Cesaretimi toplayıp ayağa kalkınca denizden esen rüzgâr ürpermeme yol açtı, denizin durgun yüzeyi uyuyan bir çocuğun göğsü gibi yükselip alçalıyordu. Otel tarafından bir düdük sesi geldi, gecenin karanlığı içinde güçlükle seçebildiğim iki adam beni yanlarına çağırıyorlardı. Yerimden kalkıp bedenimi bir kez daha kontrol ettiğim sırada korkunç bir manzarayla karşılaştım. Ufukta, kırmızıya çalan göğün altında dev dalgalar vardı ve sahile doğru ilerliyorlardı. Canımın yanmasına aldırmadan yarı sekip yarı koşarak yukarıya doğru ilerlemeye başladım. Beni çağıran adamlar da dalgayı görmüşlerdi galiba, telaş içinde kaçmaya başladılar.

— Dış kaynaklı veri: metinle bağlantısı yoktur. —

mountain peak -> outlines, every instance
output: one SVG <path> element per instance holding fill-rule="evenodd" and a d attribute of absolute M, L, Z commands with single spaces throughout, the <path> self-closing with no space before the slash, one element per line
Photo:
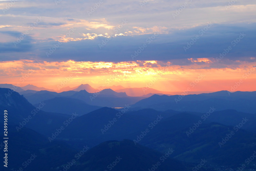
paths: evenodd
<path fill-rule="evenodd" d="M 76 88 L 72 90 L 73 91 L 80 91 L 81 90 L 85 90 L 90 93 L 93 93 L 98 92 L 98 91 L 94 89 L 88 84 L 82 84 Z"/>

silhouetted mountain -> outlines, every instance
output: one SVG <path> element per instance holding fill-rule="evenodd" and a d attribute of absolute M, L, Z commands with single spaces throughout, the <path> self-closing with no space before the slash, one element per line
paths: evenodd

Henüz yirmi metre bile ilerleyemeden bir yükseltiye takılıp düştüm. Dönüp denize baktığımda dalgaların sahile doğru yaklaştığını gördüm, düşündüğümden hızlı ilerliyorlardı. Yerimden kalktım ve karşıdaki tepelere doğru var gücümle koşmaya başladım. Can korkusu ayak bileğimin acısına ağır basmıştı, öyle hızlı koşuyordum ki otelin önünden geçen yola ulaşmam sadece birkaç saniye sürdü. Yoldan karşıya geçtim ve iki binanın arasından geçip yukarıya doğru koşmaya devam ettim. Artık denizden yeterince uzaklaştığımı düşündüğüm için dönüp yeniden arkama baktım. Dev dalgalar -arka arkaya gelen iki dalga görüyordum- göğün mor karanlığı altında eskiden kıyı olan yere ulaşmıştı. Dalgaların yüksekliği tahmin ettiğimden de fazlaydı, canımı kurtarmak için yokuştan yukarıya doğru var gücümle koşmaya devam ettim.